Como mostra esta análise, em 2022, enquanto muitos Estados se apressavam a proibir a IVG, algumas publicações da Planned Parenthood com informações sobre os locais onde o aborto era legal ou restrito apareceram desfocadas e marcadas como “conteúdo sensível”.

Publicações informações sobre os locais onde o aborto era legal ou restrito apareceram desfocadas e marcadas como “conteúdo sensível”

Organizações sem fins lucrativos como a Plan C e provedores de serviços da IVG por telessaúde como o Hey Jane sofreram remoções de conteúdo semelhantes. Em alguns casos, foram mesmo alvo de suspensão temporária das suas contas nas redes sociais, com pouca ou nenhuma explicação. Mais recentemente, em 2024, o Lilith Fund, um fundo que oferece apoio a pessoas do Texas que viajam para fora do Estado para ter acesso a cuidados de aborto seguro, viu uma publicação sua com um link para este tipo de assistência impedida de ser publicada no Facebook. Noutra ótica, a Mayday Health, também uma organização sem fins lucrativos que explica às pessoas o que é o aborto medicamentoso e como aceder a ele de forma segura, teve a sua conta no Instagram temporariamente suspensa sem qualquer aviso.

“Todas as pessoas têm o direito à consulta de informação imparcial e rigorosa do ponto de vista médico sobre o acesso seguro ao aborto. As empresas tecnológicas têm a responsabilidade de respeitar os direitos humanos e não devem limitar o acesso dos utilizadores a esses conteúdos publicados nas suas plataformas”, alerta Jane Eklund.

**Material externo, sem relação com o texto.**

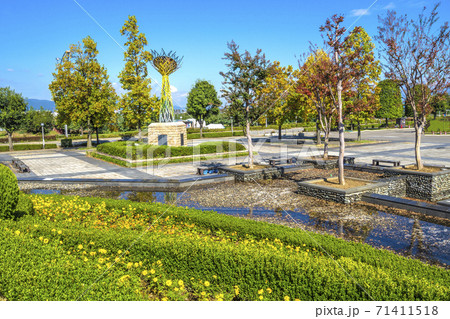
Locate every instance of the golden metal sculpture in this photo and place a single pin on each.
(166, 64)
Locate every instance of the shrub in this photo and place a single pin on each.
(9, 192)
(142, 151)
(67, 142)
(28, 147)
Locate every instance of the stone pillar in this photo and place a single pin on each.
(171, 134)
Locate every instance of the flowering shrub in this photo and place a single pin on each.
(144, 251)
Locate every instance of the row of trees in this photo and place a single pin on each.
(85, 96)
(341, 78)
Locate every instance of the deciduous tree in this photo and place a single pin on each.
(350, 62)
(391, 106)
(12, 112)
(202, 102)
(417, 55)
(81, 89)
(245, 75)
(137, 104)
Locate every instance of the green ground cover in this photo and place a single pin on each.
(99, 249)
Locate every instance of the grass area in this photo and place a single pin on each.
(439, 124)
(187, 254)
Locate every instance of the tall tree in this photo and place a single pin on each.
(350, 61)
(202, 102)
(417, 53)
(313, 83)
(391, 106)
(246, 74)
(12, 112)
(34, 119)
(278, 96)
(81, 89)
(440, 103)
(137, 105)
(364, 91)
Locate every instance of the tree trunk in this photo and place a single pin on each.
(325, 143)
(249, 140)
(419, 129)
(341, 135)
(11, 148)
(201, 128)
(359, 131)
(89, 142)
(318, 141)
(139, 132)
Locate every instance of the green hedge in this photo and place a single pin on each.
(133, 150)
(27, 147)
(193, 246)
(193, 136)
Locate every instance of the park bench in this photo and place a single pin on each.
(205, 170)
(376, 162)
(273, 161)
(20, 166)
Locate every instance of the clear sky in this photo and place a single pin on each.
(34, 33)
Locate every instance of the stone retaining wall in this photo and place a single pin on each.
(249, 176)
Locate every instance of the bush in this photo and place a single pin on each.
(9, 192)
(67, 142)
(142, 151)
(28, 147)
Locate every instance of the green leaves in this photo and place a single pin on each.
(81, 88)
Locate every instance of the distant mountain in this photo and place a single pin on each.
(46, 104)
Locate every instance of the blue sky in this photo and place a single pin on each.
(34, 33)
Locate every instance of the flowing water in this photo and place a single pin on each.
(404, 235)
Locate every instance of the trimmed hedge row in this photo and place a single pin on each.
(162, 161)
(193, 136)
(28, 147)
(135, 151)
(224, 264)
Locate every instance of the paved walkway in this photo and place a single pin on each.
(398, 145)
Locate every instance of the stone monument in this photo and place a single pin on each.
(166, 132)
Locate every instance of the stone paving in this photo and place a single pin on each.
(399, 145)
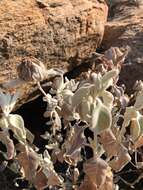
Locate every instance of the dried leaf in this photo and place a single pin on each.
(5, 139)
(139, 101)
(98, 174)
(29, 162)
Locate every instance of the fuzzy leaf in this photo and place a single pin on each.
(16, 124)
(107, 79)
(81, 93)
(5, 139)
(139, 101)
(101, 118)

“Todas as pessoas têm o direito à consulta de informação imparcial e rigorosa do ponto de vista médico sobre o acesso seguro ao aborto”

Jane Eklund

As diretrizes da comunidade e as políticas de moderação de conteúdos do TikTok e do Meta (que inclui o Facebook e o Instagram), disponíveis ao público, não informam adequadamente os utilizadores sobre a forma como os conteúdos relacionados com o aborto são regulados. De acordo com estas diretrizes, o TikTok permite  que o acesso à IVG seja “discutido num contexto médico ou científico relacionado com procedimentos, cirurgias ou exames” (sem qualquer referência a outros tipos de conteúdos relacionados com o aborto), e o Meta não menciona explicitamente o aborto em nenhuma das suas normas comunitárias.

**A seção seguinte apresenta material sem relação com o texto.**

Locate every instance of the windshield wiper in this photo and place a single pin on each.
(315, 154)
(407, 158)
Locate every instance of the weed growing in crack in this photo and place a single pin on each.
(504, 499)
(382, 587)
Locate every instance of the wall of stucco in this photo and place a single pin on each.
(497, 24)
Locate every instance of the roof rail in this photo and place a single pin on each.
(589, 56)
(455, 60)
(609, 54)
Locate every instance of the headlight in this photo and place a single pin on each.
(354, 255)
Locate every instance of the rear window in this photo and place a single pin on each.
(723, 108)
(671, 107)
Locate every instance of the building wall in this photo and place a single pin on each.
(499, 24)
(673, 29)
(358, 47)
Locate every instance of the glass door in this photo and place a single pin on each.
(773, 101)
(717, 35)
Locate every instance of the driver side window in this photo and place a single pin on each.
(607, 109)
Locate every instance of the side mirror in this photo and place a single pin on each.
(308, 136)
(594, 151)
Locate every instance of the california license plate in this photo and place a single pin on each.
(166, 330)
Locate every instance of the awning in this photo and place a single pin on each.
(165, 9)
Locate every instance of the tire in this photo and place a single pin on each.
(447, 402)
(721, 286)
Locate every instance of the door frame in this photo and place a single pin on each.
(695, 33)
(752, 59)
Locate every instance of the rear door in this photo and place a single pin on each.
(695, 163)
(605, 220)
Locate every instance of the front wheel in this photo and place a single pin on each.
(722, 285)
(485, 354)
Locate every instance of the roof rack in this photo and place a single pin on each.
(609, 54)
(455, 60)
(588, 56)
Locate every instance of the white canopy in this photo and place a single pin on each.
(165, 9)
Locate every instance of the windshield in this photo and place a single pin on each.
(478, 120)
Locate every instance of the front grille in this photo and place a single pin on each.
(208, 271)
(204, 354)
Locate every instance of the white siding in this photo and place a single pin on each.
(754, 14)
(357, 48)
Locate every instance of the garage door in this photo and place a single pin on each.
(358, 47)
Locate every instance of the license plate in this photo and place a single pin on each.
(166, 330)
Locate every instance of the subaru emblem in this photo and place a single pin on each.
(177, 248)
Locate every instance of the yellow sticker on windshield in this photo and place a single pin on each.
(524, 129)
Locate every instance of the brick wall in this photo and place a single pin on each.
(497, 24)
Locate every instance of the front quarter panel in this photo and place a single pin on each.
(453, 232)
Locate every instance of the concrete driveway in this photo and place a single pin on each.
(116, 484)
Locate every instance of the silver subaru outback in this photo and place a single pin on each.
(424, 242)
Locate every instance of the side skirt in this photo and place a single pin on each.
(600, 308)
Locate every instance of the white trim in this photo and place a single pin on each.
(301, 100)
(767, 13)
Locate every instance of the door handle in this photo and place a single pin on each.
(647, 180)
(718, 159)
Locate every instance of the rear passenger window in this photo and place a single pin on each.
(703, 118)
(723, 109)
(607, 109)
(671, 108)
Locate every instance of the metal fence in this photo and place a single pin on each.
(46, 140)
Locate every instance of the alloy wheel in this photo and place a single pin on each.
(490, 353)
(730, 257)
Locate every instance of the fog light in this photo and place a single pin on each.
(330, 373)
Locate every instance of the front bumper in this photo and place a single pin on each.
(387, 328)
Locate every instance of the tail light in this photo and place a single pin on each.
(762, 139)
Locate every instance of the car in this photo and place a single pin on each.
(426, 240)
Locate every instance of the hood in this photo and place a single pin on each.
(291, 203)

A Amnistia Internacional solicitou mais informações à Meta e ao TikTok. Em resposta, a Meta afirmou que reconhece o direito à saúde e permite conteúdo orgânico que educa os utilizadores sobre o aborto medicamentoso. Também permite conteúdos que ofereçam orientação sobre o acesso legal a medicamentos nas suas plataformas, mas proíbe “tentativas de comprar, vender, trocar, doar, oferecer ou pedir medicação”.

O TikTok afirmou que as suas políticas não proíbem nem suprimem temas como a saúde reprodutiva e a IVG, como o acesso à informação, mas “proíbe conteúdos que incluam desinformação médica”. As perguntas e as respostas completas das empresas estão incluídas no briefing.

“As respostas das empresas não estão de acordo com o que parece estar a acontecer nas suas plataformas. As empresas precisam de tomar medidas transparentes para garantir que os seus utilizadores possam aceder a informações relacionadas com o aborto nas suas plataformas e que os membros da sociedade civil recebam uma explicação adequada para qualquer conteúdo que seja removido”, explica Jane Eklund.

* A reversão do caso Roe vs. Wade foi um retrocesso perigoso no contexto de um progresso global constante no que respeita ao direito ao aborto seguro.